Rappelle-toi que tu as été adoré, qu’on t’a supporté pour ta ténacité, ta capacité à te surpasser.
Et que ce soutien, même silencieux, même critique parfois, n’est jamais un jugement (sauf pour certains crétins que tu dois ignorer), mais un appel à te retrouver.

Les fans veulent te supporter, même quand tu es “insupportable”.

Toi, Raphaël, tu incarnes l’énergie, l’extraversion, l’envie visible.
À 23 ans, Liégeois comme David, tu as débarqué sur le grand circuit avec le feu aux yeux.
Tu es un joueur que le grand public ne connaissait pas il y a encore deux ou trois mois — et qu’il découvre aujourd’hui avec plaisir, amusement, curiosité et, déjà, passion.

Il faut dire que tu fais fort depuis quelques semaines :
tu viens de remporter tes premiers matches en Grand Chelem à l’US Open,
de battre un top 15 (Casper Ruud),
de t’imposer en Coupe Davis face à un Top 10 (Alex De Minaur) et de qualifier, avec Zizou, Kimmer, Joran et Sander, la Belgique
de surprendre ton copain Zizou Bergs à l’European Open,
et de te qualifier, hier, dans une ambiance de feu, pour les quarts — une première pour toi — d’un ATP 250.
Et, dingue, tu le fais chez toi.
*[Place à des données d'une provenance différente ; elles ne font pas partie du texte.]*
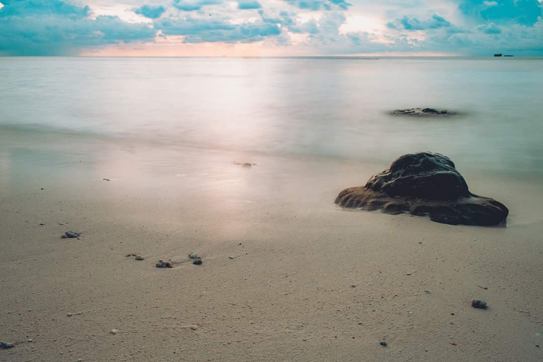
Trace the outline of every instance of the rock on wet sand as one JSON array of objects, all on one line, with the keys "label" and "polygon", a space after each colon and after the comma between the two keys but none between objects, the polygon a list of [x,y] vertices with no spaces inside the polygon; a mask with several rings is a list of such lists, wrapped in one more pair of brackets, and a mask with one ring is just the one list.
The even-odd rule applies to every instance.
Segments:
[{"label": "rock on wet sand", "polygon": [[427,215],[451,225],[495,225],[509,213],[503,204],[470,192],[450,158],[430,152],[400,157],[365,186],[342,191],[335,202],[344,207]]},{"label": "rock on wet sand", "polygon": [[456,115],[454,112],[446,110],[437,110],[434,108],[412,108],[411,109],[396,110],[393,116],[408,116],[410,117],[443,117]]},{"label": "rock on wet sand", "polygon": [[159,261],[156,262],[156,267],[173,268],[173,264],[172,264],[171,262],[162,260],[162,259],[159,259]]},{"label": "rock on wet sand", "polygon": [[63,239],[66,239],[66,238],[73,239],[73,238],[79,238],[80,236],[81,236],[81,234],[80,234],[78,232],[74,232],[73,231],[66,231],[65,233],[64,233],[64,234],[60,237],[62,238]]}]

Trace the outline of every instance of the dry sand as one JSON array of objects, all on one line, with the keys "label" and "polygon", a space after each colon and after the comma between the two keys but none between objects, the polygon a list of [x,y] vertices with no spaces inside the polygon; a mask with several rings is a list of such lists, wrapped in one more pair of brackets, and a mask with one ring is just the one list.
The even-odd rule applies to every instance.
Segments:
[{"label": "dry sand", "polygon": [[277,175],[256,158],[201,183],[120,162],[4,175],[0,340],[17,345],[0,360],[541,360],[543,223],[516,212],[529,193],[474,182],[513,222],[453,226],[334,206],[386,164]]}]

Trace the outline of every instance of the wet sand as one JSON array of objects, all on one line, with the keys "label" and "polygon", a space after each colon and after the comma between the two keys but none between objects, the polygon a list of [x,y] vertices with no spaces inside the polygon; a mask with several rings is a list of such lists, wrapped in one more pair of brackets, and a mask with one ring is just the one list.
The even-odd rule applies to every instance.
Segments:
[{"label": "wet sand", "polygon": [[511,214],[454,226],[334,206],[386,164],[138,150],[3,164],[0,360],[541,360],[536,184],[457,165]]}]

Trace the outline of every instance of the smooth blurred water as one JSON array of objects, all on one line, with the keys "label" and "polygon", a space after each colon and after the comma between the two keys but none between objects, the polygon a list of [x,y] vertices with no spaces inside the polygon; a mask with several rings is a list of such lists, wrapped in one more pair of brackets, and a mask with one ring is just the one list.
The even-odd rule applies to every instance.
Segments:
[{"label": "smooth blurred water", "polygon": [[[387,163],[427,150],[535,176],[542,94],[543,58],[4,58],[0,142],[34,133]],[[463,114],[389,115],[413,107]]]}]

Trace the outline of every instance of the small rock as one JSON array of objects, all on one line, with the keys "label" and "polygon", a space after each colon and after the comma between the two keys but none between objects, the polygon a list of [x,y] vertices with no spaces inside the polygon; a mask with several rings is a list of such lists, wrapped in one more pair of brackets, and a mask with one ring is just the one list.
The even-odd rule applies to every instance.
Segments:
[{"label": "small rock", "polygon": [[66,231],[65,233],[64,233],[64,234],[62,235],[61,237],[63,239],[67,239],[67,238],[73,239],[73,238],[79,238],[81,234],[80,234],[78,232],[74,232],[73,231]]},{"label": "small rock", "polygon": [[11,343],[10,342],[4,342],[3,341],[0,341],[0,348],[10,348],[15,346],[15,343]]},{"label": "small rock", "polygon": [[477,308],[479,309],[486,309],[488,308],[488,306],[487,305],[486,302],[477,299],[474,299],[471,301],[471,306],[473,308]]},{"label": "small rock", "polygon": [[156,262],[157,268],[173,268],[173,265],[170,262],[166,262],[162,259],[159,259]]}]

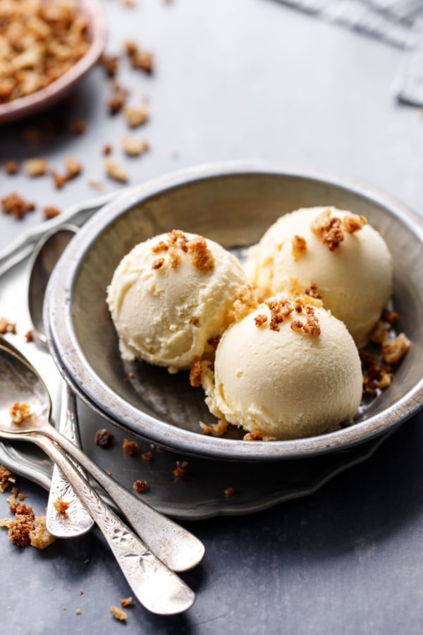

Ou presque. À l’European Open de Bruxelles.

Il y a chez toi cette lumière, cette flamboyance : pas toujours maîtrisées, parfois excessives, mais toujours sincères.
Tu as dit que David était une idole.
Que jouer à ses côtés en double était un rêve de gosse.
C’est beau. C’est humble.

Mon souhait pour toi, Raphaël : puise dans l’histoire de David, mais trace ta propre route..
Prends ce qu’il y a de meilleur dans son vécu — les victoires, les leçons — et évite les pièges du découragement, du silence.

Tu es le “soutenable”, celui qu’on a envie de supporter longtemps.
Pas parce que tout est facile pour toi, mais parce que ta posture dit : je vais jouer, je vais donner, je vais aller le plus loin possible.

David, Raphaël : deux visages d’un même rêve belge (qui est aussi habité par les Bergs, Blockx, Onclin, Bailly, Vliegen, Gille et tant d’autres trop souvent mis dans l’ombre, pour ne parler que des messieurs).
L’un, éprouvé par le temps et les blessures, mais riche de mémoire, de combativité — parfois cachée, toujours réelle — et de talent.
L’autre, flamboyant, ambitieux, plein de promesses, appelé à construire sa stabilité mentale et sa communication autant que son palmarès.

À vous deux, que j’ai eu le plaisir de connaître très jeunes, que j’ai le bonheur de suivre depuis vos débuts, que j’ai encore la joie, souvent, de croiser, je dis ceci :

David — ne laisse pas le doute consumer ce que tu as de plus fort.
Tu as mérité d’être supporté.
Même dans la tempête, il reste des fidèles.
Plus nombreux que tu ne le crois mais hélas !, moins bruyants que les imbéciles qui te critiquent sans rien connaître.

Raphaël — sois la continuité, la relève, mais aussi l’architecte de ton destin.
La nature et ton travail t’ont donné un outil — ton corps — qui correspond au tennis moderne.
Utilise-le, mais préserve-le.
Ne perds pas (trop) d’énergie dans les futilités.
Ne provoque pas l’arbitre quand c’est inutile.
Ne te livre pas (trop) dans les médias.
Ne dévoile pas tes faiblesses.
Mais reste, évidemment, l’être généreux et fougueux que tu es.

Et à tous les spectateurs, supporters, fans de tennis belge :
apprenons à supporter l’insupportable — celui qui doute, qui vacille —
et à chérir le soutenable — celui qui semble solide mais qui, chaque jour, doit encore gagner son avenir.

Continuez à les soutenir.
Car ce sont des hommes.
Des joueurs.
Et ce chemin, je veux, nous voulons le parcourir avec eux.